Slug Flow and Erosion-Corrosion: Why Average Corrosion Rates Can Miss Localized Damage

What Is Slug Flow and Why It Matters for Integrity

Slug flow is a multiphase flow regime where liquid slugs and gas pockets alternate along the pipe. As slugs travel through elbows, tees, reducers, and other geometric features, the resulting impact forces, velocity changes, and liquid impingement can significantly increase the rate of corrosion and erosion at those specific locations.

The key integrity challenge is that slug flow creates localized damage that may not be representative of the rest of the pipe.
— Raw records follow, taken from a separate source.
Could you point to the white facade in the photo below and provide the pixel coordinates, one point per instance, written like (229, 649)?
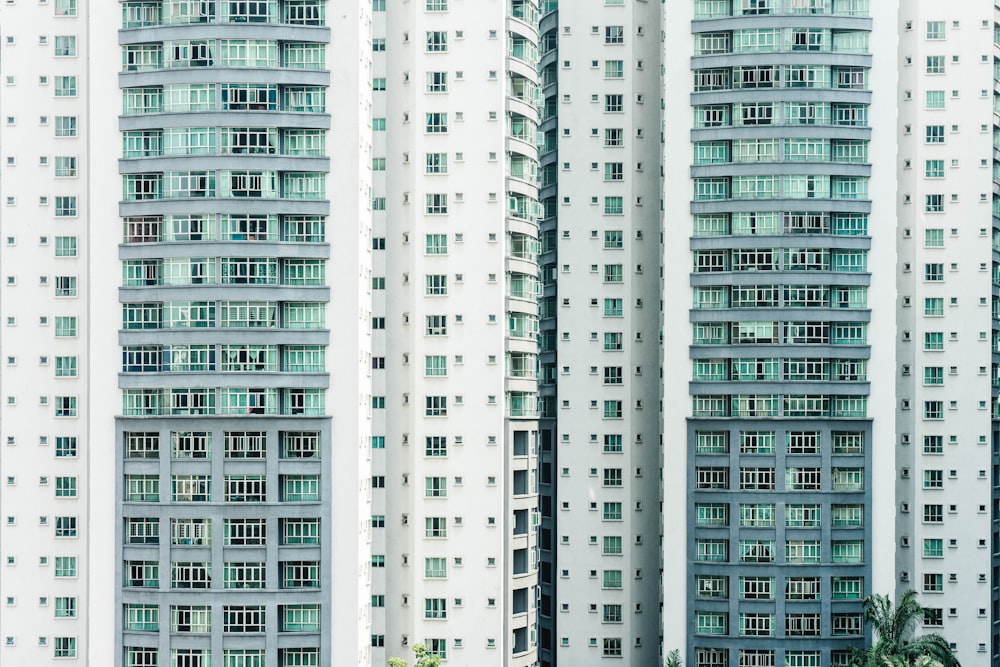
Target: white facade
(601, 150)
(46, 190)
(946, 276)
(460, 319)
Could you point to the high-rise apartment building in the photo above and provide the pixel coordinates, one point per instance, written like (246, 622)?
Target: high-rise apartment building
(779, 277)
(538, 334)
(457, 258)
(601, 256)
(947, 318)
(47, 464)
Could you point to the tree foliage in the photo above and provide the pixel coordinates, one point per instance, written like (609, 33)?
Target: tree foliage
(895, 642)
(423, 658)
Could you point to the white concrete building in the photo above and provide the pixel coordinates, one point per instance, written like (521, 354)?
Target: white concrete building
(539, 334)
(460, 319)
(947, 316)
(46, 190)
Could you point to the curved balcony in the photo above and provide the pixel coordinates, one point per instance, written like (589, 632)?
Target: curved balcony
(143, 14)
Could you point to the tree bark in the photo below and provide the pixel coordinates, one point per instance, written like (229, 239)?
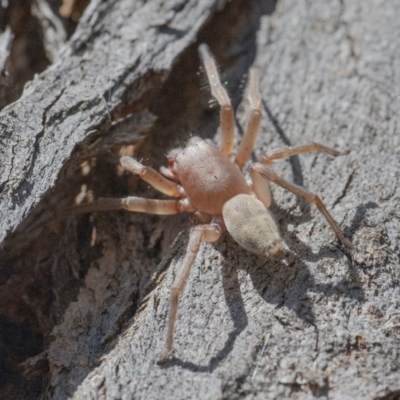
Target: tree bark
(85, 300)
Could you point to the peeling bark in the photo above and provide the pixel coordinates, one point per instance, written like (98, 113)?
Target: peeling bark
(84, 300)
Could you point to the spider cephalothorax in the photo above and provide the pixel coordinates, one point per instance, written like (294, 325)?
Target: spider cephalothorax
(203, 179)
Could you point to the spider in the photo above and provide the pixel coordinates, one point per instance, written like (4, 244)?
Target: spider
(204, 179)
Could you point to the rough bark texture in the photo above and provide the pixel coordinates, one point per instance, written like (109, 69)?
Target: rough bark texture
(84, 300)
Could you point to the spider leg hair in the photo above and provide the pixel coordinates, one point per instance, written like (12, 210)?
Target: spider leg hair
(227, 119)
(269, 174)
(253, 124)
(136, 204)
(152, 177)
(198, 234)
(312, 147)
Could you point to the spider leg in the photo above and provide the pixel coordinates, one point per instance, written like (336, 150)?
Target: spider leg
(253, 124)
(269, 174)
(152, 177)
(227, 120)
(136, 204)
(200, 233)
(285, 152)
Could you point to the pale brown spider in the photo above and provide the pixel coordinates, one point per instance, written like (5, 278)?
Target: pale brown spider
(206, 181)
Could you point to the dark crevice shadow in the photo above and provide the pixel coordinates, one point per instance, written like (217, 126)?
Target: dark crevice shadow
(284, 283)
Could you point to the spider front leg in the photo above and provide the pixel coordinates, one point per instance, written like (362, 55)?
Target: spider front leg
(201, 233)
(135, 204)
(227, 119)
(286, 152)
(253, 124)
(269, 174)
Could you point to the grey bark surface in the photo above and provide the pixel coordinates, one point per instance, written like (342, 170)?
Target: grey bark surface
(322, 322)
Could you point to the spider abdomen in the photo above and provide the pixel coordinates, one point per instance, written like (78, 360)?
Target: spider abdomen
(208, 177)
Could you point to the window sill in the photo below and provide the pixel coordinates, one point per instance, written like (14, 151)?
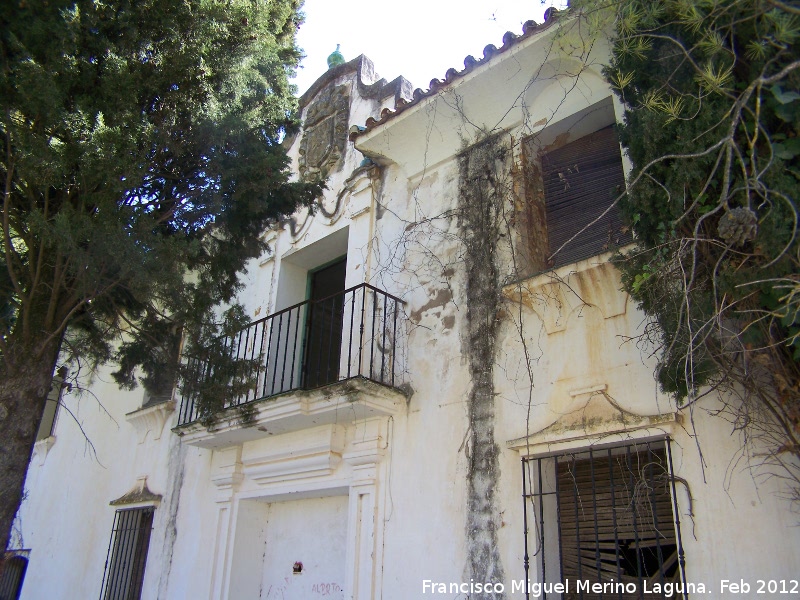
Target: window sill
(41, 448)
(554, 294)
(150, 418)
(338, 403)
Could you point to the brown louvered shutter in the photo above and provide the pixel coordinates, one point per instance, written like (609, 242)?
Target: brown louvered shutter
(581, 180)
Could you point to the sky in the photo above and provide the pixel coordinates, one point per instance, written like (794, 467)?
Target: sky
(419, 39)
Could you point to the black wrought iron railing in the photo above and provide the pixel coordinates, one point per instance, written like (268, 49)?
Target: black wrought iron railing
(350, 334)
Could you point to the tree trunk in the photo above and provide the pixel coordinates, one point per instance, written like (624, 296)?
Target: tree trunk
(25, 379)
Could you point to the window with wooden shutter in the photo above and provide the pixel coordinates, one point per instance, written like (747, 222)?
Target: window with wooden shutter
(581, 180)
(604, 516)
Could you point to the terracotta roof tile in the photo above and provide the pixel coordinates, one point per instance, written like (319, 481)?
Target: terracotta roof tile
(470, 63)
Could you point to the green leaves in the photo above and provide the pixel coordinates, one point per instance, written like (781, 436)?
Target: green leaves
(143, 162)
(712, 96)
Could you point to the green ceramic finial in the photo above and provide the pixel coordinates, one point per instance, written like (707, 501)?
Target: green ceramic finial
(336, 58)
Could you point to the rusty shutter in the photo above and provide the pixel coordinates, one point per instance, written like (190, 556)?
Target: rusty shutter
(581, 180)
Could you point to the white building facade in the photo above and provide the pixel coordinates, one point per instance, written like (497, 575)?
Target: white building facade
(444, 397)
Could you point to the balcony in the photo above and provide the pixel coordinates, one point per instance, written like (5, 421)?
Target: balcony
(352, 336)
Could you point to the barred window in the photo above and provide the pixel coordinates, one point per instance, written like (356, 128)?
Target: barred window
(604, 516)
(12, 574)
(127, 554)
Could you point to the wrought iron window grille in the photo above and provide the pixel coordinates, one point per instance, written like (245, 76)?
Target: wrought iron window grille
(605, 516)
(127, 554)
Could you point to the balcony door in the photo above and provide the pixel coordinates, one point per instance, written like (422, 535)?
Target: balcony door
(324, 326)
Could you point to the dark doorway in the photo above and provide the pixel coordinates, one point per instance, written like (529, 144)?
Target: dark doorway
(324, 327)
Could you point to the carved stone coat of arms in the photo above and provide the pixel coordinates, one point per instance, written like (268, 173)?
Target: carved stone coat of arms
(324, 133)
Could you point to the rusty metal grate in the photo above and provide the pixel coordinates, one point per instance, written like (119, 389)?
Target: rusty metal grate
(604, 516)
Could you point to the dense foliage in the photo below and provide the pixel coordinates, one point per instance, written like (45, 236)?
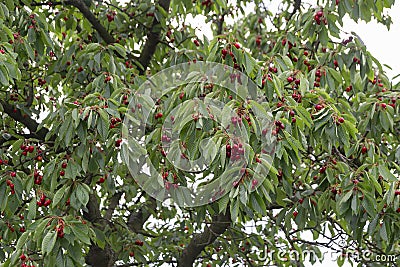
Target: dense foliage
(68, 71)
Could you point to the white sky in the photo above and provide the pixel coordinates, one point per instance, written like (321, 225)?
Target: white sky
(379, 41)
(382, 44)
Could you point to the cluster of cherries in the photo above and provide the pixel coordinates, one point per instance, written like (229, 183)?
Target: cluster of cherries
(225, 52)
(139, 243)
(38, 177)
(279, 125)
(28, 149)
(43, 201)
(41, 81)
(319, 17)
(14, 97)
(206, 3)
(234, 152)
(110, 16)
(165, 138)
(60, 229)
(11, 184)
(114, 122)
(24, 260)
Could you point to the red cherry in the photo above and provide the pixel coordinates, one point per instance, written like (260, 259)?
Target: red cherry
(47, 202)
(364, 150)
(318, 107)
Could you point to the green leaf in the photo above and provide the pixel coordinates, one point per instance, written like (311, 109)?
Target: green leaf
(82, 195)
(386, 174)
(80, 231)
(22, 240)
(49, 241)
(58, 196)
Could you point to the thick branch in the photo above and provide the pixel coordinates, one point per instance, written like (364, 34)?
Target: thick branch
(219, 225)
(153, 38)
(30, 123)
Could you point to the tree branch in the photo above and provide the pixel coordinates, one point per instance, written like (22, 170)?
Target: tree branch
(137, 219)
(113, 204)
(153, 38)
(219, 225)
(83, 8)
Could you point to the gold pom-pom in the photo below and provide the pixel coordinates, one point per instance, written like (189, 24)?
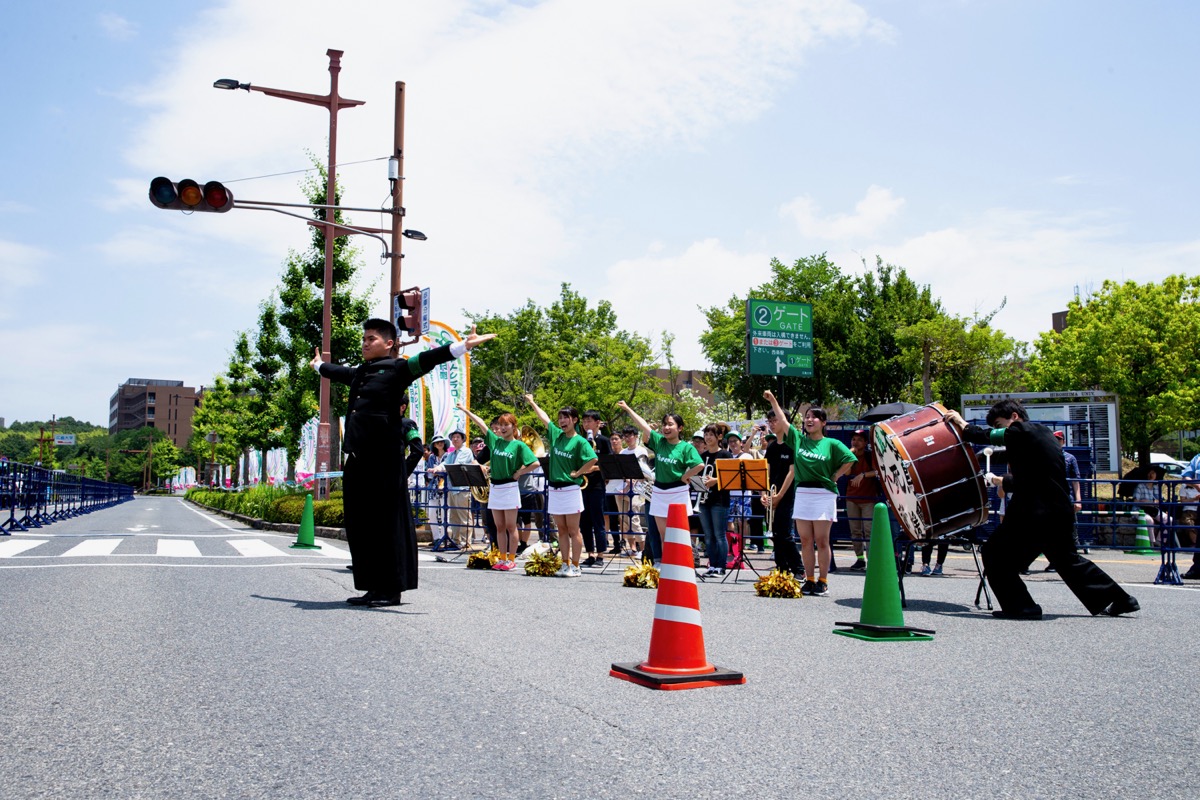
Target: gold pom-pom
(778, 584)
(543, 563)
(483, 560)
(643, 576)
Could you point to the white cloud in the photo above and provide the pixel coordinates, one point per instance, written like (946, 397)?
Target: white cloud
(1033, 260)
(513, 113)
(659, 292)
(19, 264)
(115, 26)
(876, 209)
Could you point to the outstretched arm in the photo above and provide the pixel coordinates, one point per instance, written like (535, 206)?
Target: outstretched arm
(474, 417)
(637, 420)
(537, 409)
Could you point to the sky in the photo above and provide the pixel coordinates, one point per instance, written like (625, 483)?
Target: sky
(657, 154)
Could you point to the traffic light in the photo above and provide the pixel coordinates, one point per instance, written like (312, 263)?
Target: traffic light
(409, 318)
(190, 196)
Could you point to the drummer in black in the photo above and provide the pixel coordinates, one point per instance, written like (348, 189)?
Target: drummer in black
(780, 465)
(1039, 519)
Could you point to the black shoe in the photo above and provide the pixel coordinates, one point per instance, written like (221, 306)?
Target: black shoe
(1127, 605)
(1032, 612)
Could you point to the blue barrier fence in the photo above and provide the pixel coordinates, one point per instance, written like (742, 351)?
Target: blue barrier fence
(1107, 521)
(33, 497)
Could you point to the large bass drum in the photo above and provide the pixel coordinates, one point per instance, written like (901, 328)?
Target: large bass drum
(930, 475)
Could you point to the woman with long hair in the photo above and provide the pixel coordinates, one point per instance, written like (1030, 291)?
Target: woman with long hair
(820, 462)
(570, 459)
(510, 459)
(675, 463)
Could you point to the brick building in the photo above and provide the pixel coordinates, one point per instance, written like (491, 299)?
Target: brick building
(163, 404)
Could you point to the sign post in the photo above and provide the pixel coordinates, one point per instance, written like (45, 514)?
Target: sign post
(779, 338)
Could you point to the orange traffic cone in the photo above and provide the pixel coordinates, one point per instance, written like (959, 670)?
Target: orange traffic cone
(677, 656)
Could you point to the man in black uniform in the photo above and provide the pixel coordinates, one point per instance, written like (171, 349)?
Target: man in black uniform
(378, 518)
(780, 464)
(1039, 518)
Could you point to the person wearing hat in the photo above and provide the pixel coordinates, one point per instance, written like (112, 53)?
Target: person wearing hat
(460, 529)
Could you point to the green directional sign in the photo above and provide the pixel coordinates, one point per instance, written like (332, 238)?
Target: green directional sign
(779, 338)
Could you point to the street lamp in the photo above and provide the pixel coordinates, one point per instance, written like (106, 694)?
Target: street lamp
(334, 102)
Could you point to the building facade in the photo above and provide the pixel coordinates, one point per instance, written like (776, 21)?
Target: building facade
(149, 402)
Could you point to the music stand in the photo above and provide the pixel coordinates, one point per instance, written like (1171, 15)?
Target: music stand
(616, 467)
(742, 475)
(463, 476)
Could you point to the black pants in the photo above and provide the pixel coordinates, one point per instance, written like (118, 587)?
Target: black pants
(595, 540)
(1017, 542)
(787, 555)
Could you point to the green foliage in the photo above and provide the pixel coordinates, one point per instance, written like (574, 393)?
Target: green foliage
(857, 354)
(568, 354)
(1139, 341)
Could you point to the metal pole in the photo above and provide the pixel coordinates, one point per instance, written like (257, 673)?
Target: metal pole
(327, 313)
(397, 196)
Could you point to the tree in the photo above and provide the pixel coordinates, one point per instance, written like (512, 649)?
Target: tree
(1138, 341)
(568, 354)
(856, 354)
(299, 314)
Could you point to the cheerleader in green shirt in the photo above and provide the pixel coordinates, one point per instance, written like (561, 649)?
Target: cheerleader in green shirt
(511, 458)
(675, 463)
(820, 461)
(571, 458)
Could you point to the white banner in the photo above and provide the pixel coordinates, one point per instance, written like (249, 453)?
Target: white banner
(449, 384)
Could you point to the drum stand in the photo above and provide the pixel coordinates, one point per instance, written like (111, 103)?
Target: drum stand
(966, 542)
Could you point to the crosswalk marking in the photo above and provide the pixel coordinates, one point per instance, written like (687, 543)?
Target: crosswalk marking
(178, 548)
(95, 547)
(13, 546)
(334, 552)
(255, 547)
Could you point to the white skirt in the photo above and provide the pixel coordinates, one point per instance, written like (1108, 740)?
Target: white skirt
(663, 499)
(815, 504)
(568, 499)
(504, 497)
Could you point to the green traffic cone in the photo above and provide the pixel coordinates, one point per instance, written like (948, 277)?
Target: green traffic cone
(882, 618)
(305, 539)
(1141, 543)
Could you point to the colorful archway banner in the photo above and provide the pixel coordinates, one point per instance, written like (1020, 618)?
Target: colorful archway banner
(449, 384)
(417, 391)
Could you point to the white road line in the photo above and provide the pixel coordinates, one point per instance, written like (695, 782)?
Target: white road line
(201, 513)
(178, 548)
(95, 547)
(334, 552)
(255, 547)
(11, 547)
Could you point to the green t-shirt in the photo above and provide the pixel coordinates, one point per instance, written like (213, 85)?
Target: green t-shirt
(817, 462)
(671, 461)
(507, 456)
(567, 453)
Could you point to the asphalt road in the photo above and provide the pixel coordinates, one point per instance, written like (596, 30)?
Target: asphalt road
(238, 671)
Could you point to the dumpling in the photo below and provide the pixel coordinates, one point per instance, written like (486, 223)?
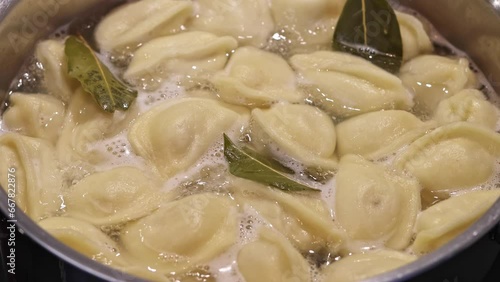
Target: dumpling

A general corrosion rate calculated from a few mid-span thickness readings may appear acceptable while a downstream elbow or tee is experiencing rapid wall loss.

Locations of Concentrated Erosion-Corrosion Damage

• Elbows and bends — especially those downstream of sources of flow turbulence
• Tees and branch connections — where slug impacts and turbulence concentrate
• Reducers and diameter changes — where velocity changes create localized turbulence
• Injection points — where chemical injection, water, or process additions create turbulence and chemistry mixing
• Dead-leg interfaces — where stagnant fluid chemistry and flow disturbance interact
• Low points in horizontal systems — where water accumulation and slug formation are most likely

Why Average Corrosion Rates Miss Localized Damage

Average corrosion rates from representative CMLs assume that corrosion is reasonably uniform along the circuit. When erosion-corrosion is the controlling mechanism, this assumption fails. The damaged location may be a short section of elbow experiencing rapid local wall loss while the surrounding pipe shows minimal general thinning. An RBI or inspection program based on average circuit corrosion rate will underestimate the real risk at the feature of concern.

Improving Inspection Strategy for Slug Flow Systems

For systems with known or suspected slug flow, erosion-corrosion, or high-velocity turbulent flow, the inspection strategy should: specifically identify and target elbows, tees, reducers, and injection points as priority CML locations; use UT corrosion mapping or PAUT to characterize local wall loss profiles at suspect features; avoid relying on mid-span CMLs alone to calculate corrosion rates for the circuit; consider more frequent inspection at high-consequence turbulent features; and update CML locations if new damage is found at previously uninspected features.

Connection to RBI and Damage Mechanism Review

Erosion-corrosion and slug flow should be identified explicitly in the damage mechanism review for affected circuits. The RBI assessment should reflect the localized nature of the mechanism by assigning separate corrosion rate assumptions and inspection strategies to the high-turbulence features within the circuit, rather than applying a single circuit-average rate.